Glaucous-Winged Gull
“Very often you’re so focused on eagles that you miss some of the other action, taking the gulls for granted. These gulls would come down and grab fish right near the boat, and at one point I simply pointed the lens toward the action happening right alongside. The water was crystal clear, which lets you get really dynamic shots of the water splashing as the birds dove in to catch a fish.” Location: Kachemak Bay, Alaska. Technical info: Nikon D5, 300mm f/2.8 lens; ISO 2000, f/4, 1/5000 second.

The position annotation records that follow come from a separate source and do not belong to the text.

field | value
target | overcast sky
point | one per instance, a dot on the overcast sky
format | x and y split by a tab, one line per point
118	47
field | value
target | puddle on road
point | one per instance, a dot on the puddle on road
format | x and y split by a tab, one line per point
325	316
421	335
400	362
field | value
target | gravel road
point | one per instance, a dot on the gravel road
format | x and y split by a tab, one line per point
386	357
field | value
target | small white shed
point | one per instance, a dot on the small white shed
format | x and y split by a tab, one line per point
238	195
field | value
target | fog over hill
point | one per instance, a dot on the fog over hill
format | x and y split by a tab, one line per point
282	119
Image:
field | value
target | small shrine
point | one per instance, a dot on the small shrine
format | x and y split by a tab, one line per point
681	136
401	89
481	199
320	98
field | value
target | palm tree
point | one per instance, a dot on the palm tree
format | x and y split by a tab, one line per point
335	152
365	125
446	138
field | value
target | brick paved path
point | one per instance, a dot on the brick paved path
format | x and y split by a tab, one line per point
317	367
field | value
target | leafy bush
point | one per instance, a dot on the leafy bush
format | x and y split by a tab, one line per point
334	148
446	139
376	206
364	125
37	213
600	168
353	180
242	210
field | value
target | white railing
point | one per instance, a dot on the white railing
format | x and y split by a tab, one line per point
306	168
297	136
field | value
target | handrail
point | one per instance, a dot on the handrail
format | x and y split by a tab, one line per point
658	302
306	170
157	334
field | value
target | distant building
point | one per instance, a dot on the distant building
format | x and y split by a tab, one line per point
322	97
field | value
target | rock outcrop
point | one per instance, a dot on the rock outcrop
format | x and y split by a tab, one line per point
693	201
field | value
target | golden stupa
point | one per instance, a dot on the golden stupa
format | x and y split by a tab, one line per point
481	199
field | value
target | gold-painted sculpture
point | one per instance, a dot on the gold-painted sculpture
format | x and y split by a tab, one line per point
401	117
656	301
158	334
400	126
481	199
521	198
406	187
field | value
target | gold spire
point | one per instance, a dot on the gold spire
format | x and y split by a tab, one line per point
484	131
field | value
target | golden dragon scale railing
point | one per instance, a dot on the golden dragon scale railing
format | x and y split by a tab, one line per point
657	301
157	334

Alan Murphy operates out of the Houston, Texas, area. To see more of his work and learn about his books and workshops, visit

What’s in Murphy’s Gear Bag
• Nikon D5
• Nikon D810
• Nikkor 600mm f/4 lens (shooting from a blind)
• Nikkor 300mm f/2.8 lens (birds in flight)
• Nikon SB-910 Speedlight
• Wimberley full gimbal head
• Gitzo GT3543LS tripod
• Harbor Digital Design XT Flash Extender
• Binoculars
• Phototrap

Murphy’s Favorite Gear
“The LensCoat LensHide covers the tripod, my camera, 600mm lens, and me. It’s lightweight, breathable, portable, and wearable—and easy to set up. This blind has allowed me to get close to birds in a matter of seconds.”